L’une des forces du mix, c’est sa capacité à faire réécouter des classiques trop saignés, ceux que l’on passe aux premières secondes lorsqu’ils arrivent sur la lecture aléatoire parce que le cerveau les connaît trop, comme ceux tout aussi connus mais qu’il est impossible de se résoudre à passer. Mais aussi, il fait redécouvrir des groupes et des MC moins exposés à la lumière malgré leurs titres à succès – Def Bond, Puissance nord, etc. Au milieu des deux heures dix-huit, c’est Psy4 qui fait le pont entre deux, voire trois époques ; dès la deuxième moitié, Djel jongle entre un Algerino énervé ou marrant, la voix nasillarde de Kalif dans Black marché, Mino le fruit de son époque, Keny l’altermondialiste, les formules choc ou les jeux de mots douteux de R.E.D.K, la politique énergique de Révolution Urbaine, le Soprano de Street Skillz, l’Alonzo atteint du syndrome de la Tourette.
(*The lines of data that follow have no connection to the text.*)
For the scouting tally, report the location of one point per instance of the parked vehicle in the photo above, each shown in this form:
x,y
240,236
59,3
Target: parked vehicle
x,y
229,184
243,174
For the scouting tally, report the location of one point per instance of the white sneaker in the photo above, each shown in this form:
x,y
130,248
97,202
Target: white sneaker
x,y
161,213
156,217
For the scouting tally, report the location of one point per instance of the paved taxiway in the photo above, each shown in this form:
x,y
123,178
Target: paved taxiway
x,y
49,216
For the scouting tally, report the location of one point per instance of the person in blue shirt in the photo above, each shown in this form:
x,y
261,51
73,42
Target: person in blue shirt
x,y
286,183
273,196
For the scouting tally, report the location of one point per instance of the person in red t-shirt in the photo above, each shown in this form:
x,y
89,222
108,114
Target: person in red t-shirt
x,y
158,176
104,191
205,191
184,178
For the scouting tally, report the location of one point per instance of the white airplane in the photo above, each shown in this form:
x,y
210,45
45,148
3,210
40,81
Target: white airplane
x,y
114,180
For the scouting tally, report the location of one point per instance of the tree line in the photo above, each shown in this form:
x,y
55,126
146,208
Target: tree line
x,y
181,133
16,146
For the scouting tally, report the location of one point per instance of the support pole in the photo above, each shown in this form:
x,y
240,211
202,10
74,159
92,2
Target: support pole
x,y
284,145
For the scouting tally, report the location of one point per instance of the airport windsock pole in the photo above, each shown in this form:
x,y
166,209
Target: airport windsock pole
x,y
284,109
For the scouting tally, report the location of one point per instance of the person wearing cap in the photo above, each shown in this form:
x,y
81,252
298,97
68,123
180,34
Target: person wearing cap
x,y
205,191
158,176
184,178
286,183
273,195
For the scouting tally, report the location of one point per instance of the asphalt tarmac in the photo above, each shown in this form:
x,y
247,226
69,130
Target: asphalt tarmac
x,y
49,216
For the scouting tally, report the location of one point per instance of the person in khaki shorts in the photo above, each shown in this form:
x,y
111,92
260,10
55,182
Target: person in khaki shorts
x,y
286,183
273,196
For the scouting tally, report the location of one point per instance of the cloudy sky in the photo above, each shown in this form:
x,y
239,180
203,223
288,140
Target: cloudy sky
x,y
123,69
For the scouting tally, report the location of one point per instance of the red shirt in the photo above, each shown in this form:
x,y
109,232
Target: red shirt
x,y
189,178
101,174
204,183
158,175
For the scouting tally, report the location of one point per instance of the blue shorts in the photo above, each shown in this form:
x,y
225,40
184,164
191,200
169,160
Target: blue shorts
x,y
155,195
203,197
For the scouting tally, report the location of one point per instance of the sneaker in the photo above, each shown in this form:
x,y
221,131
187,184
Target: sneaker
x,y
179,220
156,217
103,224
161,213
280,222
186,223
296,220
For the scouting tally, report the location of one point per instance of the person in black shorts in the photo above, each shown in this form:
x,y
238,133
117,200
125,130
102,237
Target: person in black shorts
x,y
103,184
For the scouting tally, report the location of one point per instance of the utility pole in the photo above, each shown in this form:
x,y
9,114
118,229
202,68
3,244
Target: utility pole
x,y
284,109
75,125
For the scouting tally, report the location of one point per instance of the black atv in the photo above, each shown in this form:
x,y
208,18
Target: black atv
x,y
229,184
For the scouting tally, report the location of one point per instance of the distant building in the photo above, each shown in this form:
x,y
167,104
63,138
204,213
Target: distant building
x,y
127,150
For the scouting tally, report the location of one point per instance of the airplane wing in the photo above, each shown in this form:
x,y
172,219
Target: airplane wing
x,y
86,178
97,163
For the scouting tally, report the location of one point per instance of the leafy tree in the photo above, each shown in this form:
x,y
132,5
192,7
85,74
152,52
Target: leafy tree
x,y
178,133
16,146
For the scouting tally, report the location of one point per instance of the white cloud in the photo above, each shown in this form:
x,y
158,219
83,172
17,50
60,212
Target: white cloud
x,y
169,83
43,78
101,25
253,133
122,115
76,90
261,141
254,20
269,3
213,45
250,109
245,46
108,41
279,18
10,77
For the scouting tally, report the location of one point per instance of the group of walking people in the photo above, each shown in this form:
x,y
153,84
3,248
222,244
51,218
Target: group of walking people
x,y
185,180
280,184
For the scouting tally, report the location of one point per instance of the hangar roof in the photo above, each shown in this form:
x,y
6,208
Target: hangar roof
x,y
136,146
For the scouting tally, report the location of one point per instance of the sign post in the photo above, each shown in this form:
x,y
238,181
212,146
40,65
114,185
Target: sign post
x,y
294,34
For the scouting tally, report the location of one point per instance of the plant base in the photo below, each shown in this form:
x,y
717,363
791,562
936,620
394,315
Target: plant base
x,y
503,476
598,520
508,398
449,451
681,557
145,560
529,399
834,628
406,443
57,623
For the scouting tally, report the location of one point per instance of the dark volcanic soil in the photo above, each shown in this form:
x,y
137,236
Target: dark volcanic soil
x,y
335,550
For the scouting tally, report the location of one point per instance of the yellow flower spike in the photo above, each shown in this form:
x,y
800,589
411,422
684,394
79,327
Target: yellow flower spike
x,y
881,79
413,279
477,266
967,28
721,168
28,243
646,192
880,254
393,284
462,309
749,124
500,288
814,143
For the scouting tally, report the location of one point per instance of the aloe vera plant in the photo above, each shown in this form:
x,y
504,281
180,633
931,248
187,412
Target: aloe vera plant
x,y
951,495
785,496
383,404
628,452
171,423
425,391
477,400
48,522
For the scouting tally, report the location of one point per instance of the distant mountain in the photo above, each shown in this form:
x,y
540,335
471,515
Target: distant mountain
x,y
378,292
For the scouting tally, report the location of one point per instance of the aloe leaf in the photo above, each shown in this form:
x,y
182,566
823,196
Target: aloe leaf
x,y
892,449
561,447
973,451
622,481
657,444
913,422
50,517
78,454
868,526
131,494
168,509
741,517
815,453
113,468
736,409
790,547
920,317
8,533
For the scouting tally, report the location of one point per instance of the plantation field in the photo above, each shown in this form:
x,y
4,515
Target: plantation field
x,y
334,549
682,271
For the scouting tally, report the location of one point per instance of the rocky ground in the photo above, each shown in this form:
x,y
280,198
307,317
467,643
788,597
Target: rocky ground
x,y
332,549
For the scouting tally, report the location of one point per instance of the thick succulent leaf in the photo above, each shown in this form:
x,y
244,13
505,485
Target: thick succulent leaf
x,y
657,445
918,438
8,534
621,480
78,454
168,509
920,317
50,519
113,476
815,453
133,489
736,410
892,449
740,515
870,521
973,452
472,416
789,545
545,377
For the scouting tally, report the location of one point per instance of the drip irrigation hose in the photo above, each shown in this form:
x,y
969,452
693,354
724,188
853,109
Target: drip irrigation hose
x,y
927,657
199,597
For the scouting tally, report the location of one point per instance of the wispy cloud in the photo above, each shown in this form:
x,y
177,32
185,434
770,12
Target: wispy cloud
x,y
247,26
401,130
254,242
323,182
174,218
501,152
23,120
Ce voyage sonore se clôture à l’image de la diversité de la scène actuelle, entre l’auto-tune et la mélancolie festive de Jul, Naps, la noirceur fine de l’écriture de SCH, la gouaille sortie d’Endoume via Muge Knight, les déboîteurs de freestyles tels que Mehdi YZ et YL… Bref : deux heures qui assurent que célébrer l’histoire n’implique pas un futur figé, bien au contraire.